Preoperative performance of some type of embolization of the common hepatic artery in order to reduce ischemiarelated complications is a practice that is gradually spreading. The procedure may involve the use of microcoils (safe and feasible but technically demanding), or other Amplatzer-type endovascular devices [2, 5, 6, 7, 8, 9]. These devices appear to reduce the possibility of migration, and are able to perform the occlusion on their own . An additional advantage of preoperative embolization is that the angiogram performed during the procedure provides a preview of the post-surgery vascularization, confirming the existence of a connection between the SMA and the hepatic artery by the pancreatoduodenal arcades; in our case, this enabled us to perform the embolization of the pancreatic artery, which substantially increased the hepatic flow. There is currently no consensus on the appropriate time interval between embolization and pancreatic surgery. For greater safety, like other authors we prefer to perform an intraoperative ultrasound control after resection to confirm the existence of sufficient liver flow [3, 6]. The 5-year survival of DP-CAR ranges between 0 and 42% ; in the single-center series of Nakamura (80 cases) it was 32.7%, with a median of 31 months . The best results are obtained in patients with previous chemotherapy and with negative surgical margins .
In conclusion, DP-CAR in combination with multivisceral resection is a complex technique with high morbidity but it may improve survival in much selected patients-
Notable technical/therapeutic features of the procedure are:
1. Chemotherapy prior to surgery and checking the progression of the disease.

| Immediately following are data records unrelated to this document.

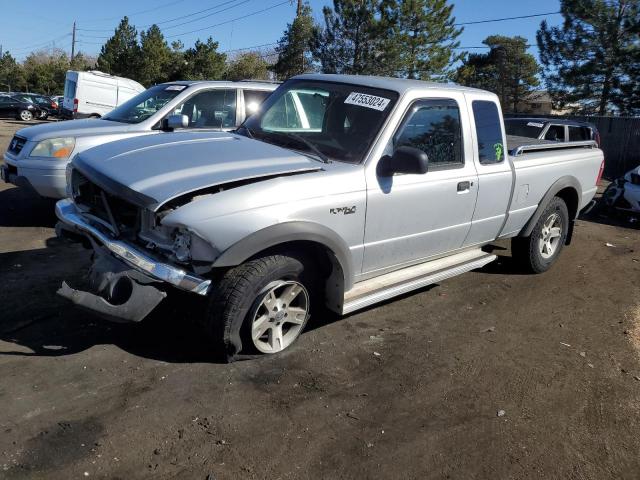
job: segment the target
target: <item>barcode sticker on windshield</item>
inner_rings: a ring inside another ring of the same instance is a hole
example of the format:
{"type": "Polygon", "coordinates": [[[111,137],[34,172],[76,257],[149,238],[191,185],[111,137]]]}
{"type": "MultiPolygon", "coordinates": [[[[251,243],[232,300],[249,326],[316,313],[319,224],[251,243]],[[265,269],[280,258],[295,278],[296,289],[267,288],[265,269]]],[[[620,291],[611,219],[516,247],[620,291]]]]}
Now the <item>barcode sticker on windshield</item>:
{"type": "Polygon", "coordinates": [[[389,105],[388,98],[376,97],[375,95],[367,95],[366,93],[351,92],[344,103],[349,105],[358,105],[359,107],[373,108],[381,112],[389,105]]]}
{"type": "Polygon", "coordinates": [[[185,88],[187,88],[186,85],[169,85],[167,88],[165,88],[165,91],[167,91],[167,92],[175,92],[175,91],[181,92],[185,88]]]}
{"type": "Polygon", "coordinates": [[[542,128],[542,127],[544,127],[544,123],[529,122],[529,123],[527,123],[527,127],[542,128]]]}

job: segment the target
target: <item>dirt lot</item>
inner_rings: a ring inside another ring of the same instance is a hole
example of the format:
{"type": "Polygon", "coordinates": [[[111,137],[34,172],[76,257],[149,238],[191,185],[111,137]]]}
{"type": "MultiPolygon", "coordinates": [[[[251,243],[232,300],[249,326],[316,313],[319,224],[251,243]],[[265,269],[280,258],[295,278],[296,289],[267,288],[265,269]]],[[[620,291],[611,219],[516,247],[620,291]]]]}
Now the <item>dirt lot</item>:
{"type": "Polygon", "coordinates": [[[498,249],[221,365],[171,309],[116,325],[58,298],[89,255],[52,207],[0,186],[2,478],[638,478],[637,224],[596,214],[544,275],[498,249]]]}

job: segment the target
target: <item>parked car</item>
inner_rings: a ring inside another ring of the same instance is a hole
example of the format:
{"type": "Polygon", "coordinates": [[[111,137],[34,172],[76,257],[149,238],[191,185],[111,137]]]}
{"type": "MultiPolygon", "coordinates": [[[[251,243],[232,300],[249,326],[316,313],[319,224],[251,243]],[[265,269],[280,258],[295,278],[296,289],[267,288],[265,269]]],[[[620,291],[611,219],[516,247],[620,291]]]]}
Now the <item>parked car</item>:
{"type": "Polygon", "coordinates": [[[129,78],[97,70],[69,70],[64,82],[62,116],[68,119],[100,118],[144,90],[129,78]]]}
{"type": "Polygon", "coordinates": [[[55,103],[54,115],[60,116],[60,114],[62,113],[62,103],[64,102],[64,95],[56,95],[54,97],[51,97],[51,100],[53,100],[53,102],[55,103]]]}
{"type": "Polygon", "coordinates": [[[138,94],[101,119],[19,130],[4,154],[5,179],[43,197],[64,198],[65,169],[73,155],[121,138],[176,128],[231,130],[275,88],[259,82],[165,83],[138,94]]]}
{"type": "Polygon", "coordinates": [[[598,147],[600,132],[595,125],[576,120],[549,118],[506,118],[507,135],[537,138],[553,142],[579,142],[594,140],[598,147]]]}
{"type": "Polygon", "coordinates": [[[11,95],[0,95],[0,117],[15,118],[29,122],[39,118],[42,111],[33,103],[25,102],[11,95]]]}
{"type": "Polygon", "coordinates": [[[125,321],[172,289],[208,297],[212,350],[233,360],[288,348],[314,304],[347,314],[480,268],[498,238],[544,272],[596,192],[602,152],[507,153],[500,112],[481,90],[302,75],[237,133],[81,152],[57,231],[88,237],[94,263],[89,285],[59,293],[125,321]]]}
{"type": "Polygon", "coordinates": [[[616,210],[640,214],[640,166],[611,182],[602,200],[606,206],[616,210]]]}
{"type": "Polygon", "coordinates": [[[18,98],[24,102],[30,102],[36,105],[40,109],[40,119],[45,120],[49,116],[56,115],[58,105],[46,95],[39,95],[37,93],[23,93],[15,92],[13,97],[18,98]]]}

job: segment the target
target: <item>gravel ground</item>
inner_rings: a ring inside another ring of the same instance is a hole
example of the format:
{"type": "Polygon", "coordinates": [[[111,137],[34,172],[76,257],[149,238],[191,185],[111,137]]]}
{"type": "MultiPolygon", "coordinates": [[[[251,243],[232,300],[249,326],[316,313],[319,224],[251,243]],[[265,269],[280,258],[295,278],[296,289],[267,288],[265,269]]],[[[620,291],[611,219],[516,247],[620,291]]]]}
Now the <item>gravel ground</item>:
{"type": "Polygon", "coordinates": [[[0,186],[1,478],[638,478],[637,223],[580,220],[543,275],[500,243],[482,270],[221,365],[173,308],[118,325],[57,297],[89,254],[52,208],[0,186]]]}

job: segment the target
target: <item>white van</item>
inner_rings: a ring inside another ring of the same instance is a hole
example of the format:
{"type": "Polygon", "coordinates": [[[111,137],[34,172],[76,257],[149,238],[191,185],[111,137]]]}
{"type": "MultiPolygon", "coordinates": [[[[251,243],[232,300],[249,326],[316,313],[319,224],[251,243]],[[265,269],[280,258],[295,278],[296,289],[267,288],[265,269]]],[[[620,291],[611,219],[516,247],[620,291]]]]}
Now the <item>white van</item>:
{"type": "Polygon", "coordinates": [[[146,89],[128,78],[91,70],[67,71],[63,118],[100,118],[146,89]]]}

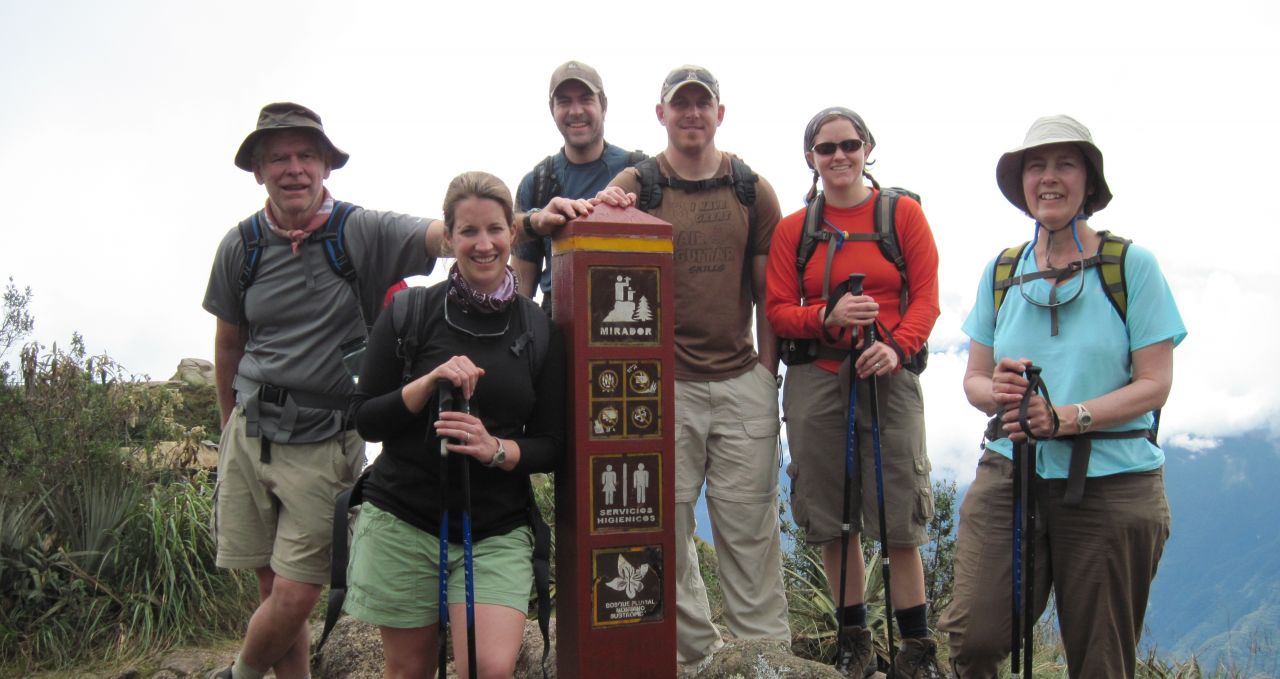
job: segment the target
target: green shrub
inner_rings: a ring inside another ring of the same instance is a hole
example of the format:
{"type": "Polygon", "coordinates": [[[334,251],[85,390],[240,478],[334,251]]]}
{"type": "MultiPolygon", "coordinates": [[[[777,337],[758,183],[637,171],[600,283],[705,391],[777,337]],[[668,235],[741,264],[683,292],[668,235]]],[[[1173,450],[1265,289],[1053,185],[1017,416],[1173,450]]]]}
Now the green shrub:
{"type": "Polygon", "coordinates": [[[214,567],[212,484],[151,455],[203,435],[181,395],[69,346],[0,366],[0,675],[229,636],[257,599],[214,567]]]}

2. Preoperative vascular radiological study with 3D reconstruction.
3. Embolization of the common hepatic artery with occlusion device. There is no agreement on the time needed between embolization and surgery.
4. The technique described: SMA visualization, en bloc technique
5. Performing an R0 should be the main objective of the surgical procedure
6. Intraoperative Doppler ultrasound of the hepatic artery proper after celiac trunk resection.
7. A strict follow up looking for a relapse is mandatory
The authors declare no competing interest.